The National Transportation Safety Board (NTSB) of the United States has published findings from an investigation into the flooding and sinking of a towing vessel.
A towing vessel was in transit when its stern compartments began flooding. The three crew members aboard attempted to pump out the water but were unsuccessful and subsequently abandoned the vessel. They were rescued, and the towing vessel later sank close inshore. No injuries were reported. An oil sheen was visible after the vessel sank. The vessel was later recovered but was considered a constructive total loss valued at $968,000.
What went wrong?
Investigation determined that the probable cause of the sinking of the towing vessel was unsecured or open aft deck hatches, which resulted in the flooding of the vessel’s aft compartments from water on deck, leading to progressive flooding of other compartments through openings in watertight bulkheads. Contributing to the flooding of the vessel was the owner’s lack of an effective hull inspection and maintenance program.

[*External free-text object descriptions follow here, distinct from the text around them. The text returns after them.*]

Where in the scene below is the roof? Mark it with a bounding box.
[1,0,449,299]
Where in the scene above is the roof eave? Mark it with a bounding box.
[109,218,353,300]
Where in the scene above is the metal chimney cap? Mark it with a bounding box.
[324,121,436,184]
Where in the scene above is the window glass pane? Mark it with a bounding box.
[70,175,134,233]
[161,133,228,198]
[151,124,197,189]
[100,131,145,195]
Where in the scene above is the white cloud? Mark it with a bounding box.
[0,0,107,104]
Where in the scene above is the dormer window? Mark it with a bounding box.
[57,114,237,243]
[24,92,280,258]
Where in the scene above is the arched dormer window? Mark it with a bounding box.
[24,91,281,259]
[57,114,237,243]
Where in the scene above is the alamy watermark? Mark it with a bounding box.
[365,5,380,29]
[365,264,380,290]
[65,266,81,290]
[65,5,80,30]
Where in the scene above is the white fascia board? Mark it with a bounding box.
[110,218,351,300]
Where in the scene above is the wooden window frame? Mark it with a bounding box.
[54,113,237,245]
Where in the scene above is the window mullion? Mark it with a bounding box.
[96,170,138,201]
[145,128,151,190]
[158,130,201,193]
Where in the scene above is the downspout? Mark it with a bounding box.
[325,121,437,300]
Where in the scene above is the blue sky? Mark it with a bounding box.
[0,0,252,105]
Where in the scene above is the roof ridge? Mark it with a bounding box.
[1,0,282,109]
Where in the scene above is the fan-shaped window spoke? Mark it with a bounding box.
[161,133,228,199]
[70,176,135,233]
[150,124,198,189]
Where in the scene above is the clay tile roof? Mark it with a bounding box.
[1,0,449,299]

The NTSB noted that in the last five years it has investigated five casualties involving towing vessels whose weather decks and openings were in poor condition—leading to flooding and subsequent sinking.

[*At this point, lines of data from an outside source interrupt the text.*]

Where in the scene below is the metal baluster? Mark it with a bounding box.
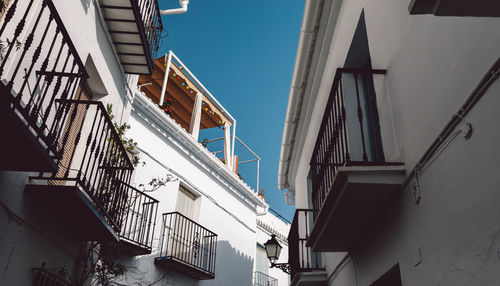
[0,0,35,77]
[0,0,21,37]
[58,102,82,178]
[78,103,99,182]
[353,72,368,161]
[28,24,63,120]
[7,2,44,94]
[339,74,350,164]
[150,201,158,249]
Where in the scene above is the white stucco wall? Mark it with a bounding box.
[114,93,268,285]
[0,0,139,284]
[255,211,291,286]
[53,0,133,123]
[287,0,500,285]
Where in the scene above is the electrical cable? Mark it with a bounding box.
[135,145,257,233]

- To protect vessels and the environment, it is good marine practice for owners to conduct regular oversight, inspection and maintenance of hulls, including between drydock periods, regardless of inspection requirements;
- An effective maintenance and hull inspection program should proactively address potential steel wastage, identify hull and watertight integrity deficiencies, and ensure corrosion issues are repaired in a timely manner by permanent means.